Turkish television series

Doğanın Kanunu (international title: Nature of Love) is a Turkish romantic drama television series produced by Ay Yapım. Directed by Ali Bilgin and Beste Sultan Kasapoğulları, and written by Barış Erdoğan and İlker Arslan, the series stars Özge Yağız and Alperen Duymaz in the lead roles. It premiered on Star TV on 10 June 2026, and is also available for international streaming on Amazon Prime Video.

== Plot ==
Yaman is an idealistic engineer who gets insulted by Doğa, the daughter of a holding company owner, during his most important job interview. Following this deep disappointment, he suffers a tragic, life-altering accident.
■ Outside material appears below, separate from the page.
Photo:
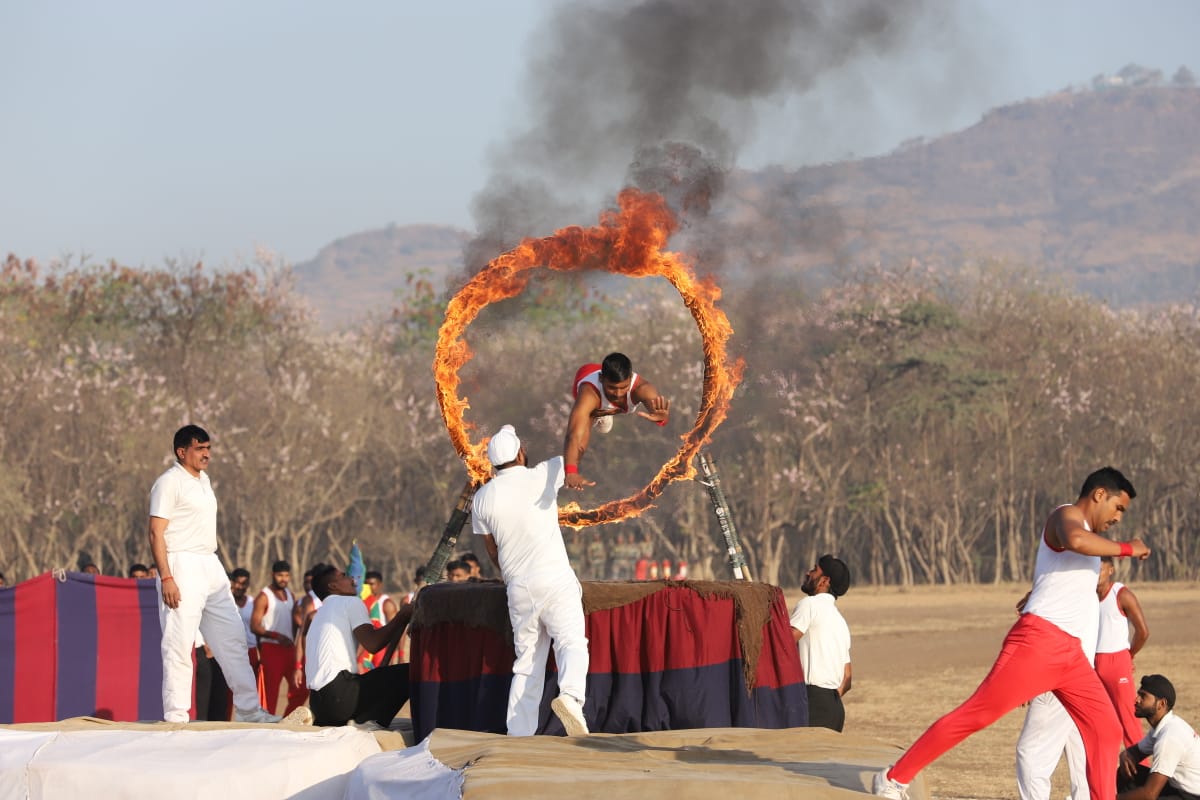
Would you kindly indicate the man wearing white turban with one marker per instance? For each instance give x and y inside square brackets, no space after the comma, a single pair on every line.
[516,513]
Five years later, fate unexpectedly brings Yaman and Doğa together again in Urla, Izmir, where Doğa must face her past and prove she is no longer a spoiled girl.

== Cast ==
- Özge Yağız as Doğa Arcalı
- Alperen Duymaz as Yaman Demir
- Hakan Yılmaz as Hulusi Arcalı
- Nur Yazar as Perihan Demir
- Seda Türkmen as Nesrin Demir
- Onur Berk Aslanoğlu as Saffet Demir
- Bartu Zeytinci as Burak
- Kübra Balcan as Vera
- Lara Aslan as Hediye Demir
- Yiğitcan Ergin as Mert Koruner
- Çağla Demir as Büşra
- Müttalip Müjdeci as Kamuran
- Olcay Yusufoğlu as Devin
- Aziz Caner İnan as Eren
- Hülya Duyar as Adile
- Yüksel Ünal as Kazım
- Batuhan Sel as Aytekin
- Asel Çalışkan as Seda Demir

== Production ==
The series is produced by Ay Yapım. Principal photography began in Istanbul before moving to the Urla district of Izmir, where the primary setting of the story takes place.